Überhaupt sind die allermeisten pieces, die Mauerbau und israelische Besatzung kritisieren, gar nicht von palästinensischen Künstler_innen gesprüht worden, die selbst unmittelbar von der Besatzung betroffen sind. Qalandiya ist ein Knotenpunkt des internationalen Street-Art-Tourismus, eine bemerkenswerte Ballung des Street-Art-Phänomens und dessen ‚Glokalisierung’, wie sie Marcus Ryll an Anlehnung an Ronald Robertsons Begriffschöpfung beschreibt. Sie versucht das Wechselverhältnis lokal entwickelter Praktiken, deren globale Verbreitung und die daran anschließende kreative Aneignung andernorts zu beschreiben. Ryll beschreibt die Glokalisierung von Street-Art auf zwei Ebenen: Auf der einen Seite lässt das ambivalente Zusammenspiel marktförmiger Massenmedien und szene-interner Blogs das Image der Subkultur, das durch eine bestimmte Auswahl an Arbeiten geformt wird, in den interessierten Öffentlichkeiten um den Globus herum zirkulieren. Es ermutigt so weltweit Menschen, die Idee von Street-Art zu adaptieren.
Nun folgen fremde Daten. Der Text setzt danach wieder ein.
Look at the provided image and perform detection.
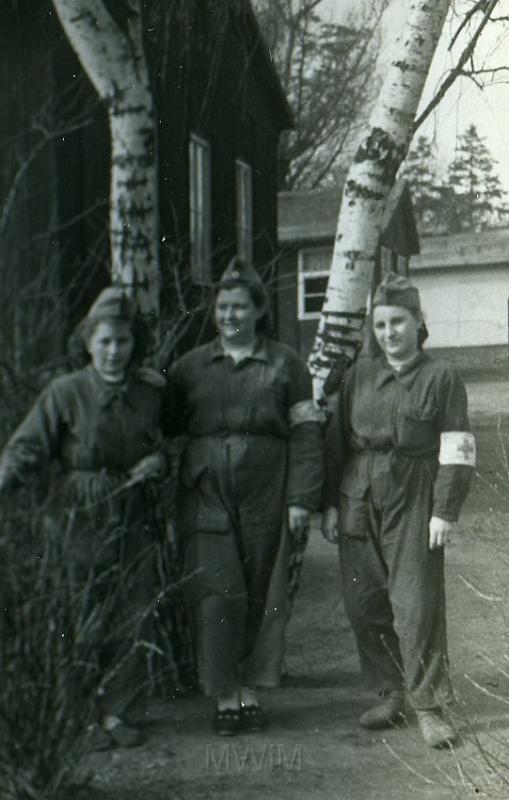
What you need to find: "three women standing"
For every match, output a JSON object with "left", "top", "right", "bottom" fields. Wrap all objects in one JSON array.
[
  {"left": 324, "top": 274, "right": 475, "bottom": 747},
  {"left": 165, "top": 259, "right": 322, "bottom": 735}
]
Andererseits ist es vor allem den wenigen (auch kommerziell) sehr erfolgreichen Street-Artists aus den USA und Europa vorbehalten, auch in andere Städte und Hot Spots wie den Grenzübergang zu reisen, um dort ihre Arbeiten sichtbar werden zu lassen. (Ryll 2009, S.182 f.) Das führt dazu, dass sich die drei von Ryll ausgemachten Faktoren gegenseitig potenzieren: Partizipationschancen, Zugang zu anderen Kreativen und ihren Medien zu finden, kulturökonomische Verwertbarkeit, und Finanzierbarkeit, was Werkzeuge, Farben, Kommunikationsmedien und vielleicht Reisetätigkeit betrifft. (ebd., S.184) Obwohl Street-Art zunehmend ein globales Phänomen ist, genießen vor allem die Street-Art-Stars wie Banksy, Space Invader oder Shepard Fairey internationale Aufmerksamkeit und die damit verbundene Deutungsmacht. Ihre Prominenz kanalisiert die öffentliche Wahrnehmung der durch Street-Art geübten Kritiken. Faris und seine Mitstreiter_innen des Peace & Freedom Youth Forum (PFF) schlagen der von Ryll treffend analysierten Logik mit ihrem Projekt Send a Message ein Schnippchen …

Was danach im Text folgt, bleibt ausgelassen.